When using machine learning algorithms for obtaining insights and predictions, there’s no one approach for every situation. That’s why students in a profession that requires data analysis must learn not only a wide array of algorithms but also how to decide which one(s) are appropriate for the task at hand.
Experts don’t always agree on which algorithms to use when extracting information from large data sets. However, the following are some of the machine learning algorithms that are seen as essential for professionals who work with big data, including those in graduate applied economics programs.
Types of Machine Learning
Before moving into some of the most popular algorithms, it’s important to understand that machine learning can be broken down into three categories. They are:
Supervised learning. Using pairs of input-output data to learn the mapping function between the input and the output. This can then be used to map functions between similar input/output pairs. Examples would include creating labels such as male or female or sick or healthy.
Unsupervised learning. In this case, only input data is given. Machine learning then searches to find any interesting underlying trends in the overall data. A simple example of this would be analyzing millions of receipts to determine the probability that a person ordering a beer in a restaurant will also order an appetizer. A more complex example is identifying clusters or groups of (persons, articles, treatments) that are similar enough. Developing measures of ‘similar enough’ requires careful analysis and treatment of data but can lead to identifying surprising subpopulations of interest.
Reinforcement learning. Learning the best course of action based on continuous analysis of past data. For example, learning the best path through a video game by playing enough times to determine which actions get the most rewards. This type of learning is typically used in robotics, with another well-known application in developing self-driving (algorithms for) cars.
The following presents some examples of big data concepts using machine learning algorithms that are supervised learning, except for K-means and Principal Component Analysis, which are unsupervised.
Linear Regression
This involves estimating the strength of the linear relationship between a set of input variables and an output variable. An example would be a linear regression model estimating the linear relationship between people’s height (input variable) and weight (output variable), and the impact of an additional inch in height on the weight of the person
Logistics Regression
Whereas linear regression is focused on continuous outputs, logistics regression involves using input variables to determine discrete, usually binary, outputs. For example, weight is a continuous value, while the number of people who go each year to a hospital’s emergency room with myocardial infarction is a discrete value. An example of logistic regression would involve estimating the likelihood that a person will be hospitalized within 30 days, given their medical history (diagnoses, hospitalizations, medication, lab results, etc.)
Decision Trees
A decision tree is a chart that supports decision making. The chart maps out all possible (relevant) decisions and estimates the probability of an event happening given that decision (path).
Naive Bayes
This method used Bayes’ Theorem to build classifiers. Why naive? Because this big data concept deliberately and naively assumes that all variables are independent of other variables. Even so, it’s been a very dependable predictive model. It’s used to determine the probability something will happen given that another event has already happened.
K-means
K-means is a machine learning algorithm used for unsupervised learning. It involves placing similar data points into a predetermined number of clusters, based on some measure of distance between them; an iterative “tuning” process then tries to identify the optimal position of the “means”, or central points of these clusters. Once a central point of the cluster is determined, each (new) item is assigned to a cluster based on how far it is from that center point. The number of clusters is in general not known a priori and will depend on the purpose of the classification problem being solved.

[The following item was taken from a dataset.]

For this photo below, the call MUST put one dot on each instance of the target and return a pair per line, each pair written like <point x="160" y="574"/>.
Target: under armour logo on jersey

Principal Component Analysis
Principal Component Analysis (PCA) uses an “orthogonal transformation to convert a set of observations of possibly correlated variables into a set of values of linearly uncorrelated variables called principal components,” according to the data analysis-focused website KD Nuggets.
Beginners should become familiar with these machine learning algorithms used with big data concepts as they learn to work with large data sets. Each can provide the right approach to the data challenge you are attempting to solve.